Another paid leave bill that is pending in the 115th Congress is H.R. 1180, the Working Families Flexibility Act, sponsored by Republican Representative Martha Roby from Alabama’s 2nd Congressional District. There is a coordinating bill pending in the Senate (S. 801), sponsored by Republican Utah Senator Mike Lee. This bill would amend the Fair Labor Standards Act to permit employees to choose paid time off as compensation for working more than 40 hours per week. Employees could bank up to 160 paid hours off in lieu of receiving compensation for overtime work.

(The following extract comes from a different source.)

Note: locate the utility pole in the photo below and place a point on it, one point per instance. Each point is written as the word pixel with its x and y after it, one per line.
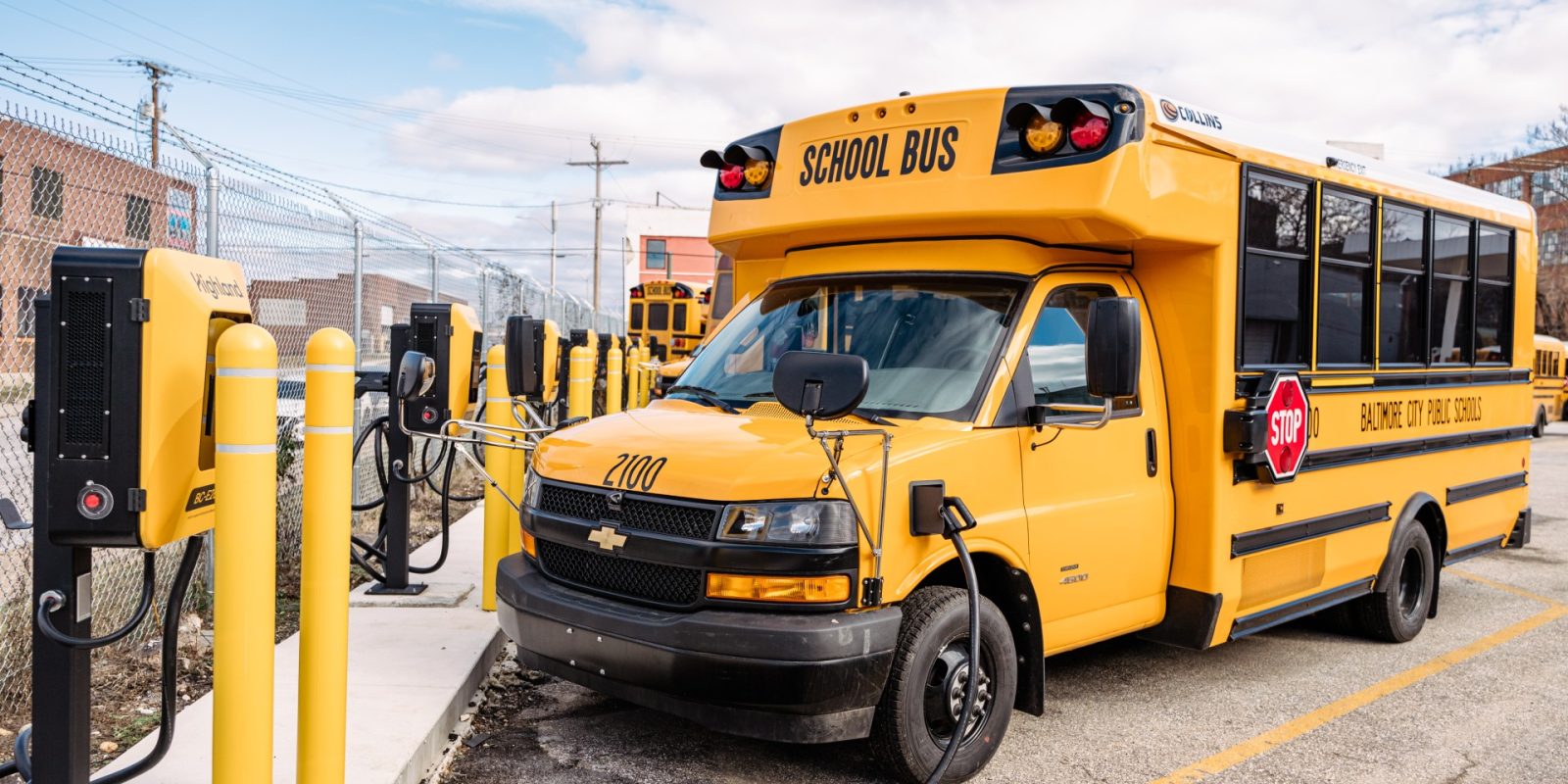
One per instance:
pixel 156 73
pixel 598 212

Employee advocates caution that this scheme would provide incentives for employers to mandate overtime with the promise that time could be banked later. However, employees would need employer approval to use the banked compensatory time, which means that they may not be able to access paid time off in the event of a family emergency. The ability to bank time would only apply to full-time employees who have been with their employer for 12 months or more. In the event a request to use banked time is denied, the employee would have the right to “cash out” the time at the overtime rate, which the employer would have to comply with within thirty days. Another downside for employers is that employees who believe that their rights under the Act have been violated can sue in court and not the lower-cost administrative dispute systems through the Department of Labor.
Similar bills were introduced by Rep. Roby and Sen. Lee in the 113th and 114th Congress but did not make it to President Obama’s desk for signature either time. Now, however, with Republican control of the House, Senate, and Presidency, it is more likely that the Working Families Flexibility Act will become law. The Act is set to be voted on in the House this week.